Try to figure out how we'd do this using groupby.
It is possible to group a DataFrame by multiple features. For example, if we group by Year and Sex we get back a DataFrame with the total number of babies of each sex born in each year.
babynames.groupby(["Year", "Sex"]).agg(sum).head(6)
The DataFrame resulting from the aggregation operation is now multi-indexed. That is, it has more than one dimension to its index. We will explore this in next week's exercises.
#size returns a Series giving the size of each group
elections.groupby("Party").size().head(15)
# filter gives a copy of the original DataFrame where row r is included
# if its group obeys the given condition
#
# Note: Filtering is done per GROUP, not per ROW.
elections.groupby("Year").filter(lambda sf: sf["%"].max() < 45)
As an alternative to groupby.agg(sum), we can also simply do groupby.sum().
elections.groupby("Year").agg(sum).head()
elections.groupby("Year").sum().head()
The same applies for many other common operations.

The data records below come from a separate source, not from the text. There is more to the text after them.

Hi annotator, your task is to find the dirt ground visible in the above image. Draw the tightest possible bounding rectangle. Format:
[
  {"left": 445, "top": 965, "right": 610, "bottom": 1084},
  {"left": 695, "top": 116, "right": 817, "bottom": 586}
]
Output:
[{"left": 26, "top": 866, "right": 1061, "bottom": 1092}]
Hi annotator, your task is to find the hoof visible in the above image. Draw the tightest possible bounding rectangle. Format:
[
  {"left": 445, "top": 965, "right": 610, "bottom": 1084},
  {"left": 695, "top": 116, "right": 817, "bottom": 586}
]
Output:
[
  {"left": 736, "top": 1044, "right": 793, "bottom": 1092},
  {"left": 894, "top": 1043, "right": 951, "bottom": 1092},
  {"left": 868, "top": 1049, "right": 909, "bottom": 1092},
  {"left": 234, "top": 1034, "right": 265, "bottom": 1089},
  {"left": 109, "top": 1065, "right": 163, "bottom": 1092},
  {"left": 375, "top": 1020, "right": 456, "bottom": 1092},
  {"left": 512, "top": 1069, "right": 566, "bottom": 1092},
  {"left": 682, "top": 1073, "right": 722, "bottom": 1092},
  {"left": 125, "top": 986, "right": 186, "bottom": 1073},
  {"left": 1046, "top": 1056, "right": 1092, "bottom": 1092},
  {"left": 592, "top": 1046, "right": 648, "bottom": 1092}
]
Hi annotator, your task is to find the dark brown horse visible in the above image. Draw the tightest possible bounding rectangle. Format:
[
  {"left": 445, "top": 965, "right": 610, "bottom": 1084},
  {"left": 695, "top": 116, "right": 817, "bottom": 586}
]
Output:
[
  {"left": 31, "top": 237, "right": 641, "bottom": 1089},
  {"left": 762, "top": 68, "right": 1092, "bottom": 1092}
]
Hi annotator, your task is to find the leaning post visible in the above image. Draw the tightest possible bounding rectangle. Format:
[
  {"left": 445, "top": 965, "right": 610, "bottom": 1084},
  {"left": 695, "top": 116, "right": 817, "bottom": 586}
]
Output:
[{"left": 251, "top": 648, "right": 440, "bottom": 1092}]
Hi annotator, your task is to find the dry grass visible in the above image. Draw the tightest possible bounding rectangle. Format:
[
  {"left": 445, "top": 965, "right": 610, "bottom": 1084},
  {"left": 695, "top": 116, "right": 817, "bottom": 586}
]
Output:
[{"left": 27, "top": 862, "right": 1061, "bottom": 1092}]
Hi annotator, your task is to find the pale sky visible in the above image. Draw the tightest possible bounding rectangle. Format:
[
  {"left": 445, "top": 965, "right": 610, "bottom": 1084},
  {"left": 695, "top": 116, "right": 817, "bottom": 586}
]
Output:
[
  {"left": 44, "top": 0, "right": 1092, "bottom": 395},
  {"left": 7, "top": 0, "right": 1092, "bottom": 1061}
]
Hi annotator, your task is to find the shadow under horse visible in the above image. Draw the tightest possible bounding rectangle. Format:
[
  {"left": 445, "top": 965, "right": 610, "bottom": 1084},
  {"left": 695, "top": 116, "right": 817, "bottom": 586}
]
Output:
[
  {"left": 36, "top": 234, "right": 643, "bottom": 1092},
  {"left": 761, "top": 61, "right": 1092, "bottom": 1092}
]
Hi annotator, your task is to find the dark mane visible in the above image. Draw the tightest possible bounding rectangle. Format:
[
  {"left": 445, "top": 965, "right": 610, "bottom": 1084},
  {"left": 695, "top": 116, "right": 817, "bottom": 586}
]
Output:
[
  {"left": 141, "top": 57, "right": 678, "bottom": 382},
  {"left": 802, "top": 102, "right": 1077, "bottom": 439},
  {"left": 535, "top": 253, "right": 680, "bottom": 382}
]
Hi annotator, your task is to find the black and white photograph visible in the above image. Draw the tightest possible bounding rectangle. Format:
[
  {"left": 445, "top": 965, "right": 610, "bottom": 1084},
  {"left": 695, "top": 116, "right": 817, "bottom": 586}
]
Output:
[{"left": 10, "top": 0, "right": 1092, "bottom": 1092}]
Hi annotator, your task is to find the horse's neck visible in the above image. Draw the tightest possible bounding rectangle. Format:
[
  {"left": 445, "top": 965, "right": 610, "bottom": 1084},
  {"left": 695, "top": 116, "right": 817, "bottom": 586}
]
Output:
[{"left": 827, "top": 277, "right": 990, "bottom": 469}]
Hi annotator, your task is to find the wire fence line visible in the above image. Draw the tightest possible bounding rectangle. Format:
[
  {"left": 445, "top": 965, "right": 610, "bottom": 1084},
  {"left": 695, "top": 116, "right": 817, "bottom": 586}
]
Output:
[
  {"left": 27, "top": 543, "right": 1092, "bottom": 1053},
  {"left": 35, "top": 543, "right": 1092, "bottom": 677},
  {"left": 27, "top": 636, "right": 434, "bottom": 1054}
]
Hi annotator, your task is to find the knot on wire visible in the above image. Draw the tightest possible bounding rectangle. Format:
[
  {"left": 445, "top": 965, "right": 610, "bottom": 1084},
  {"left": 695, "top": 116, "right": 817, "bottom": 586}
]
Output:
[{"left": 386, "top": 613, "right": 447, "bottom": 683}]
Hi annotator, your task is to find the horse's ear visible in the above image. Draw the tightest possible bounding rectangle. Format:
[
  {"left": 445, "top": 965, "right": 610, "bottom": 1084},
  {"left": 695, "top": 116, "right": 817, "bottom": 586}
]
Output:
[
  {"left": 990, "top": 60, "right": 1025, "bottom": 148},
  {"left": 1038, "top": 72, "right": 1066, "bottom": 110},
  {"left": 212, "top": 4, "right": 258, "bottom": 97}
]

elections.groupby("Year").agg(max).head()
elections.groupby("Year").max().head()
#elections.groupby("Year").mean().head()
#elections.groupby("Year").median().head()
elections.groupby("Year").max().head()
Suppose we want to build a table showing the total number of babies born of each sex in each year. One way is to groupby using both columns of interest.
babynames.groupby(["Year", "Sex"]).agg(sum).head(6)
A more natural approach is to use a pivot table (like we saw in data 8).
babynames_pivot = babynames.pivot_table(
index='Year', # the rows (turned into index)
columns='Sex', # the column values
values='Count', # the field(s) to processed in each group
aggfunc=np.max, # group operation
)
babynames_pivot.head(6)
The basic idea behind pivot tables is shown in the image below.
In goal 1, we didn't take into account the unlikely possibility that the most popular name was actually spread across both birth sexes. For example, what if in the table below it turns out that there were 300 female Noahs born in CA in 2018. In that case, Noah would actually be the most popular.
Since our queries are getting pretty long, I've stuck them inside parentheses which allows us to spread them over many lines.
(
babynames[babynames["Year"] == 2018]
.sort_values(by = "Count", ascending = False)
.head(5)
)
Try to add a single line to the operation above so that each row represents the sum of male and female babies born in 2018 with that name. To do this, fill in the ??? below.
(
babynames[babynames["Year"] == 2018]
#.???
.sort_values(by = "Count", ascending = False)
.head(5)
)